Probiotics function and modulation of the immune system in allergic diseases.
Eslami, M, Bahar, A, Keikha, M, Karbalaei, M, Kobyliak, NM, Yousefi, B
Allergologia et immunopathologia. 2020;(6):771-788
Abstract
Allergic diseases have been a global problem over the past few decades. The effect of allergic diseases on healthcare systems and society is generally remarkable and is considered as one of the most common causes of chronic and hospitalized disease.
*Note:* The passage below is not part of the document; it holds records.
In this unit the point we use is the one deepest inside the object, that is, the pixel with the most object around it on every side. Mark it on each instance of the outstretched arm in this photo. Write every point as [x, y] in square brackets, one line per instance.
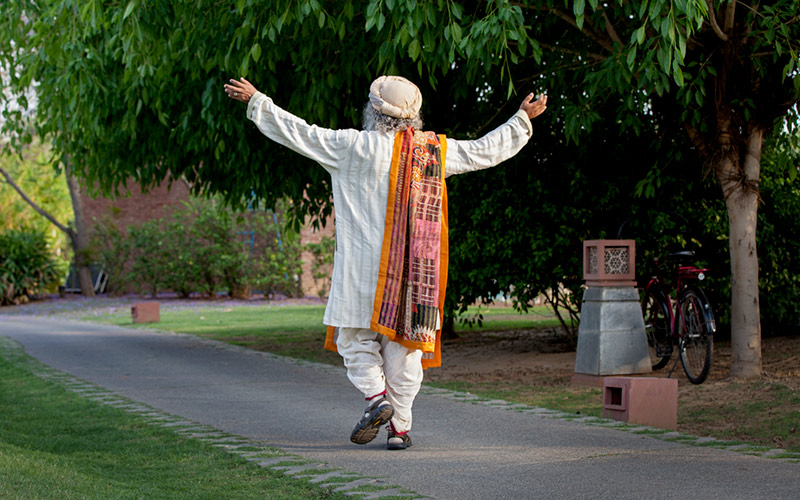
[240, 90]
[498, 145]
[533, 108]
[330, 148]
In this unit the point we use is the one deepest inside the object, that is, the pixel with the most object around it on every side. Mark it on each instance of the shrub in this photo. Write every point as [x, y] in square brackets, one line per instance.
[203, 247]
[275, 265]
[322, 263]
[27, 267]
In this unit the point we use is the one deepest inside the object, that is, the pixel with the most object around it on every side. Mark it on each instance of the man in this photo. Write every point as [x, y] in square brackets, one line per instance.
[384, 310]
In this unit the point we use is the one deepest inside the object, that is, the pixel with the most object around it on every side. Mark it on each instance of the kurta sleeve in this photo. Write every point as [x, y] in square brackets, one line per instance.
[330, 148]
[495, 147]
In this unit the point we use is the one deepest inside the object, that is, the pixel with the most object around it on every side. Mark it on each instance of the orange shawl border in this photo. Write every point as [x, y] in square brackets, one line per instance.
[430, 360]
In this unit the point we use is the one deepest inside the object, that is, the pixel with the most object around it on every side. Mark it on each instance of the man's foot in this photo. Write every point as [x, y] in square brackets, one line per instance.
[398, 441]
[376, 414]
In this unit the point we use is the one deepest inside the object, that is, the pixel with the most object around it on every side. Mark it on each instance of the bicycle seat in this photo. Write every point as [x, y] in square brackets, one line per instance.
[682, 253]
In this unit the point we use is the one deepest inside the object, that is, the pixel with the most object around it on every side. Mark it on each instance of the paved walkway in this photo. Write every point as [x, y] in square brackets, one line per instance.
[462, 450]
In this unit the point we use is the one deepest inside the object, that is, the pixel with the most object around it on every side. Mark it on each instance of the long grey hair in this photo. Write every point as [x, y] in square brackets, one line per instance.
[374, 120]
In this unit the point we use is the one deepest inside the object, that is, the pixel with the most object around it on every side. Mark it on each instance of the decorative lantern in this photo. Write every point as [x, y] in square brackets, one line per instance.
[609, 263]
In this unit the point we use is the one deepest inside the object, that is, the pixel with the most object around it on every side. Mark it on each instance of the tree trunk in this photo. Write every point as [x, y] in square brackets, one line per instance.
[740, 186]
[79, 236]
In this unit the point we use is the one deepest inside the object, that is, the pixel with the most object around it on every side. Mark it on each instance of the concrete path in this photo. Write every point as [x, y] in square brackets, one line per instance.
[461, 450]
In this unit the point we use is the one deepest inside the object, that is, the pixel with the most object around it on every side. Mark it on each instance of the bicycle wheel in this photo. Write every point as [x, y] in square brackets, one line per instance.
[696, 325]
[655, 310]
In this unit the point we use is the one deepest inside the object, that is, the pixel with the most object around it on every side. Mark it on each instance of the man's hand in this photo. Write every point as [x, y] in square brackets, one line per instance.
[241, 90]
[534, 108]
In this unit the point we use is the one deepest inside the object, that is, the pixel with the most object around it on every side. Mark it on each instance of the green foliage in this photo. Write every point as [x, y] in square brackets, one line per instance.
[27, 266]
[322, 263]
[203, 248]
[778, 225]
[33, 172]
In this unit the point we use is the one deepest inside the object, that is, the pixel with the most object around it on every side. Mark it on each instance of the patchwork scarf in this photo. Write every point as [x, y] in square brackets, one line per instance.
[412, 277]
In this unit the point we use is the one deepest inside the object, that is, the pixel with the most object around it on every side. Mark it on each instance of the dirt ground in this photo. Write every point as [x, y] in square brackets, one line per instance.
[548, 358]
[540, 357]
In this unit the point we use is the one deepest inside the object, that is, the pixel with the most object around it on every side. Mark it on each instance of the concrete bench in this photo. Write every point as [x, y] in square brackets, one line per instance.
[642, 400]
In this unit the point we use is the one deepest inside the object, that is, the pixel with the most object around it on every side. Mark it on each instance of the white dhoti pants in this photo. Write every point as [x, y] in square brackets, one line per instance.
[376, 364]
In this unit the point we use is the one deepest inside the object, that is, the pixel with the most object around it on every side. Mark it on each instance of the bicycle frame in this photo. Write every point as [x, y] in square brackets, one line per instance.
[685, 274]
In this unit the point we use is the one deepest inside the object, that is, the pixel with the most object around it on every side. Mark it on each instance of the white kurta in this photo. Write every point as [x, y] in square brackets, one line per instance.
[359, 163]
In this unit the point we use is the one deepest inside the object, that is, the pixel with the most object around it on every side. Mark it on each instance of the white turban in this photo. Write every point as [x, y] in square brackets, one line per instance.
[395, 96]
The functional ability of probiotics to modulate the innate/acquired immune system leads to the initiation of mucosal/systemic immune responses. Gut microbiota plays a beneficial role in food digestion, development of the immune system, control/growth of the intestinal epithelial cells and their differentiation. Prescribing probiotics causes a significant change in the intestinal microflora and modulates cytokine secretion, including networks of genes, TLRs, signaling molecules and increased intestinal IgA responses. The modulation of the Th1/Th2 balance is done by probiotics, which suppress Th2 responses with shifts to Th1 and thereby prevent allergies. In general, probiotics are associated with a decrease in inflammation by increasing butyrate production and induction of tolerance with an increase in the ratio of cytokines such as IL-4, IL-10/IFN-γ, Treg/TGF-β, reducing serum eosinophil levels and the expression of metalloproteinase-9 which contribute to the improvement of the allergic disease's symptoms. Finally, it can be said that the therapeutic approach to immunotherapy and the reduction of the risk of side effects in the treatment of allergic diseases is the first priority of treatment and the final approach that completes the first priority in maintaining the condition and sustainability of the tolerance along with the recovery of the individual.